Step five, after the terminal device 2 receives the ciphertext En(R3), the terminal device 1 decrypts En(R3) by using its own private key KED-pri (2) to obtain a random number R3 generated by the terminal device 1, where the terminal device 1 and the terminal device 2 both have three random numbers R1、R2 and R3. Then, a symmetric encryption key Ksym is generated according to the same algorithm in the encryption suite on both sides, and then the transmitted data can be symmetrically encrypted by using the key.
And step five, the terminal device 2 encrypts the third random number R3 by using the negotiated key Ksym and sends the encrypted third random number R3 to the terminal device 1. After receiving the ciphertext, the terminal device 1 decrypts the ciphertext using the symmetric key Ksym.

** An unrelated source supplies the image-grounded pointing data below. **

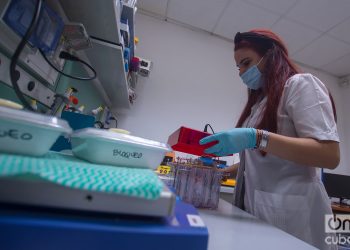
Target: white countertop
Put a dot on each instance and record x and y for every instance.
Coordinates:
(232, 228)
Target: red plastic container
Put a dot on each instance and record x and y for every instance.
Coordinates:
(187, 140)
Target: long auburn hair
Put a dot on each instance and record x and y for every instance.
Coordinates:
(277, 70)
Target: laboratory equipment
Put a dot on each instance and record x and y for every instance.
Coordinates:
(50, 26)
(24, 132)
(197, 184)
(106, 147)
(145, 67)
(187, 140)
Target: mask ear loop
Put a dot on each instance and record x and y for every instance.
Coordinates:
(260, 60)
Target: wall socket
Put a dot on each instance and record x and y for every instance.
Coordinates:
(27, 83)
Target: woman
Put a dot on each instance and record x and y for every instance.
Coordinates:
(286, 131)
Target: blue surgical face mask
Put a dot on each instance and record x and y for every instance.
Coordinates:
(252, 77)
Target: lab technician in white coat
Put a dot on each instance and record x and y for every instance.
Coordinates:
(286, 131)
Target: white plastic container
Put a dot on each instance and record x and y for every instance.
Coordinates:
(106, 147)
(29, 133)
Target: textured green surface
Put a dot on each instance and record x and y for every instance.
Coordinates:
(71, 172)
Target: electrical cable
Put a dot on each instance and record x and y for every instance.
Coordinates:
(18, 51)
(69, 57)
(206, 128)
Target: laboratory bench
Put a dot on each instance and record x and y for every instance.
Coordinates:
(232, 228)
(229, 228)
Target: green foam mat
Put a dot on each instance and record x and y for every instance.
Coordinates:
(68, 171)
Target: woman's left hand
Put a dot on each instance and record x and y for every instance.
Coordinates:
(231, 141)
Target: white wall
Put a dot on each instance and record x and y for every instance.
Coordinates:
(194, 81)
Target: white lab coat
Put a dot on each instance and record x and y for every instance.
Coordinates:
(283, 193)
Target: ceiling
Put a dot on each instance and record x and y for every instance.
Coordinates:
(317, 32)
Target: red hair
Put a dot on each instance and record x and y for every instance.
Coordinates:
(278, 68)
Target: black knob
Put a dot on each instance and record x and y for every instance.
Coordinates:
(17, 75)
(31, 85)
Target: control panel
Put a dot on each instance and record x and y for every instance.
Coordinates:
(27, 84)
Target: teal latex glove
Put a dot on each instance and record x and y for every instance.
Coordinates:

And fifthly, the terminal equipment 1 compares whether the decrypted data is correct, if so, the terminal equipment 2 is informed, the key agreement is consistent, the symmetric key is used for carrying out encryption communication in the subsequent data communication, and if not, the step five is restarted.
The invention realizes the storage of key information by using the blockchain, ensures the disclosure and traceability of data, and reduces the centralization effect of the safety management center. In the multi-main body authentication process, the data are stored in a distributed mode, distributed authentication among devices is achieved, negotiation of a shared key is completed, and safety guarantee is provided for subsequent data transmission.